Isaac Getz : Il n’y a pas d’entreprise libérée sans forte implication des RH
Blurring, surinvestissement, démotivation, burn-out… Dans un contexte de pression accrue sur les salariés, des pistes de réflexion émergent prônant la responsabilisation de chacun au détriment d’un système hiérarchique et pyramidal. Le concept entreprise libérée. Beaucoup a été écrit sur ce sujet, parfois sur un mode critique. Qu’en est-il vraiment ?
Isaac Getz, professeur à l’ESCP Europe, vient de co-signer l’ouvrage « Liberté & Cie : quand la liberté des salariés fait le succès des entreprises ». Rencontre avec le penseur de l’entreprise libérée.
Que recouvre le concept d’entreprise libérée ?
L’entreprise libérée est une philosophie, une série de croyances selon laquelle chacun est digne de confiance, possède un don et préfère s’auto-diriger plutôt que d’être dirigé. Parvenir à articuler cette philosophie dans le contexte humain et culturel de l’entreprise – ce qui prend des années – conduit au nouveau mode d’organisation dans lequel les salariés sont libres et responsables d’entreprendre toute action qu’eux-mêmes jugent comme bonne pour l’entreprise.
Dans un tel mode de fonctionnement, direction, management et contrôle laissent la place à la vision, l’auto-direction et l’autocontrôle. Cela conduit à un engagement et une performance bien plus élevés. Les salariés sont engagés parce que leurs besoins psychologiques sont satisfaits. L’équilibre vie privée/vie professionnelle ne se pose pas dans ce type d’entreprise, car le salarié ne voit pas le travail comme un lieu de contrainte mais d’épanouissement.
N’est ce pas un peu idéaliste ? Peut-on réellement supprimer toute trace de hiérarchie ?

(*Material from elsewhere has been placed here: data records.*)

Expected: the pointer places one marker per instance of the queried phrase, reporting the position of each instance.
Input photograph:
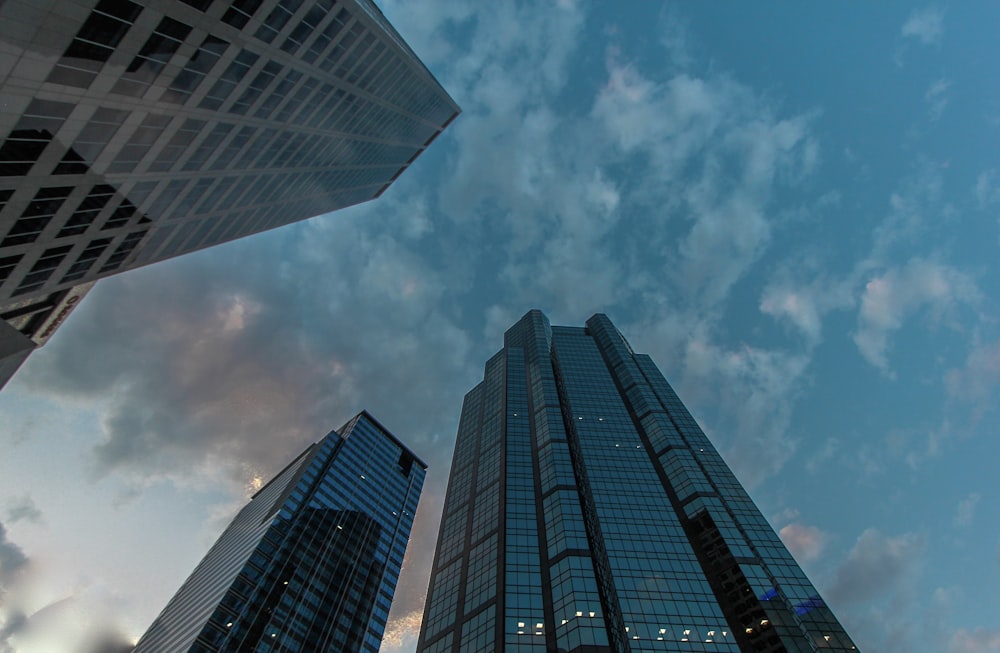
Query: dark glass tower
(587, 512)
(133, 132)
(311, 563)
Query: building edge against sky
(587, 512)
(135, 132)
(311, 563)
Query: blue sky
(793, 207)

Ce n’est pas un sujet théorique. Des centaines d’entreprises libérées fonctionnent sans la hiérarchie traditionnelle investie du pouvoir de diriger le travail et de le contrôler. La plus ancienne entreprise fonctionnant ainsi depuis 1958 est W.L. Gore, fabricant de Goretex, aujourd’hui présent dans plus de 30 pays. La plus ancienne en France est une fonderie FAVI, depuis 1983. Il y a des ministères qui fonctionnent ainsi en Belgique et même un sous-marin nucléaire aux Etats-Unis. Mais attention : ne confondons pas l’absence de managers contrôleurs avec l’absence de leaders. En effet, dans presque toutes les entreprises libérées, les premiers leaders étaient des anciens managers à qui l’on a demandé – en les formant et les aidant par le coaching – d’évoluer vers le rôle du leader au service de leurs équipes. Paradoxalement, c’est ce qu’ils auraient dû faire depuis longtemps sans le pouvoir car ils étaient eux-mêmes écrasés par les KPI, procédures diverses et couches hiérarchiques supérieures.
Ce mode d’organisation peut-il être mis en place dans toutes les entreprises ?
La bonne question n’est pas de savoir si toute entreprise peut être libérée mais si tout patron peut être un patron-libérateur. Pour réussir, le patron doit s’approprier cette philosophie dans son cœur ou ses tripes, elle n’est pas un sujet intellectuel. Ensuite, il doit l’articuler dans le contexte humain et culturel de son entreprise. Mais avant de s’engager dans cette libération, il doit faire un travail sur lui-même, résoudre son problème d’ego et de lâcher prise, et obtenir un mandat de la part de sa structure de gouvernance pour mener une telle transformation.
Quel doit être le rôle de la DRH ?
Elle a un rôle clé et multiple. La DRH est bien consciente du désengagement, du stress, voire du mal-être des salariés. Elle est donc la première à rechercher des solutions. Ce n’est pas donc un hasard si c’est la DRH qui, dans de très nombreux cas, attire l’attention du DG et du Comex sur la philosophie de l’entreprise libérée comme solution non seulement aux problèmes du désengagement mais aussi de la performance.
Ensuite, si le patron s’approprie cette philosophie, la RH peut l’aider dans le travail sur soi, s’il en a besoin, en trouvant un coach de dirigeants approprié. Enfin, quand l’entreprise s’engage dans la libération, la RH se pose comme le partenaire principal qui organise des formations et des coachings pour aider les managers à évoluer. Dans très nombreuses entreprises, la libération, bien qu’incarnée par le patron, est pilotée par la RH, car il ne s’agit pas moins que transformer radicalement des comportements et des structures dans l’entreprise.